At the same time, markets are coming to “the — highly belated — realization that whether the Fed raises (its policy) rate in 2022 or not until later, other central banks are getting in ahead of them … with the Bank of England likely next cab off the rank as early as next month,” Attrill said.
The dollar index — which measures the greenback versus six rivals, including the yen — was little changed at 93.822 from Tuesday, when it lost about 0.2% and dipped to the lowest this month at 93.501.
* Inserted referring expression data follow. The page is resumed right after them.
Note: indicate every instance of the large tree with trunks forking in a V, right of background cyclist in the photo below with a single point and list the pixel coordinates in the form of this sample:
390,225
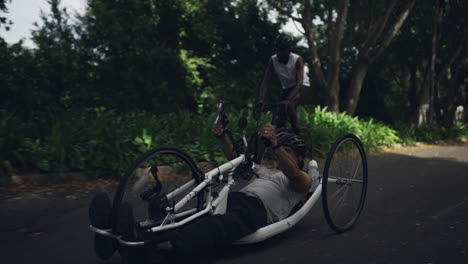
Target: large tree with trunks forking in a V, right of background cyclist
362,29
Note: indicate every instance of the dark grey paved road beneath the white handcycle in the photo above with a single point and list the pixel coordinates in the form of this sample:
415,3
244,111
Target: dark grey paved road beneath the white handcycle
416,212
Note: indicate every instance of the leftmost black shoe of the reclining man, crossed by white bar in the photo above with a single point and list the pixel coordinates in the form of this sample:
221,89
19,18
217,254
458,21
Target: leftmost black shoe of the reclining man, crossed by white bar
99,217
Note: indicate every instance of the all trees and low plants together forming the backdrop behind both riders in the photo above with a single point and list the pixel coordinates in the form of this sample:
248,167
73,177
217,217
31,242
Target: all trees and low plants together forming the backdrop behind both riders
98,88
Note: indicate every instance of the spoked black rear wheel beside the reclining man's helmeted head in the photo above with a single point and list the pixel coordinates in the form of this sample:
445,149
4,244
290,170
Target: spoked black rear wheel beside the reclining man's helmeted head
347,150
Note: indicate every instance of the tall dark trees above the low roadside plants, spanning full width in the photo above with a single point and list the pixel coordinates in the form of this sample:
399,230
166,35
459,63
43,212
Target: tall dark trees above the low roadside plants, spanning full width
365,57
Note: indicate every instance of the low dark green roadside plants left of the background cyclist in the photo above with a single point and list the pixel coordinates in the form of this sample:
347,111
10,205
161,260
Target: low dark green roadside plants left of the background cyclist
95,140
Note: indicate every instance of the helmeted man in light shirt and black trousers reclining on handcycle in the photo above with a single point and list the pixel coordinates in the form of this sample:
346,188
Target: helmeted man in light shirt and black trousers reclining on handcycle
268,198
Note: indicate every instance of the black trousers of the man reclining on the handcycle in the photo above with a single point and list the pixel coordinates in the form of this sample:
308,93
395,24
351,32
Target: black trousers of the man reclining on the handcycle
245,214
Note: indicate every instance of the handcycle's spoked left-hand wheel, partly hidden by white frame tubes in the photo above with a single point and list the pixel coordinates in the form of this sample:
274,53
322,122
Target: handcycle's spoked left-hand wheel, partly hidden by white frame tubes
154,175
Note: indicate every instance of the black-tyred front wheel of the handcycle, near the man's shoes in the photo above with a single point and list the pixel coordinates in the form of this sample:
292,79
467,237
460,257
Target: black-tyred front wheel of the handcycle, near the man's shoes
132,184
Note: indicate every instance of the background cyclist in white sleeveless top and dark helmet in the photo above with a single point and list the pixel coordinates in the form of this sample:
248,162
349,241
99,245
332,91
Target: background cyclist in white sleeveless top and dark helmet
289,67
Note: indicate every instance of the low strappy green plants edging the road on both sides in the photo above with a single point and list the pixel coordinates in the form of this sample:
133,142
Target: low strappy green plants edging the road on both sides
105,142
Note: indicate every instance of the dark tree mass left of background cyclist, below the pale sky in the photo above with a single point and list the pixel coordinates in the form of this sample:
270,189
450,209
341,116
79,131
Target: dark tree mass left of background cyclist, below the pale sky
160,56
The U.S. economic outlook got a little less rosy on Tuesday after data showed that U.S. homebuilding unexpectedly fell in September and permits dropped to a one-year low amid acute shortages of raw materials and labor, supporting expectations that economic growth slowed sharply in the third quarter.
Richmond Fed President Thomas Barkin said on Tuesday that U.S. labor shortages may outlast the coronavirus pandemic and limit overall economic growth unless the country comes up with better education, health and childcare policies to boost the number of people willing and able to work.
The euro was about flat at $1.16335 from Tuesday, when it jumped as high as $1.1670 for the first time since Sept. 29.
Sterling was little changed at $1.3793 after touching a one-month peak of $1.3834 in the previous session.
The risk-sensitive Australian dollar traded slightly weaker at $0.74725, but remained close to Tuesday’s more than three-month top at $0.74855.
New Zealand’s kiwi dollar was little changed at $0.71565, near the highest since June 11 at $0.7172, reached overnight.
In the equities space, Asia-Pacific stocks extended a global rally on Wednesday, with an index of regional shares adding 0.33%.
“The move in equities has seen the USD and JPY shunned,” Chris Weston, head of research at brokerage Pepperstone in Melbourne, wrote in a client note.
“It’s really just pick a JPY cross and see the ‘rip your face off’ move,” he said. “This is a momentum play here and timing the pullback in JPY crosses is key, but it doesn’t feel like we’re going to see a rush to cover JPY shorts anytime soon in this dynamic.”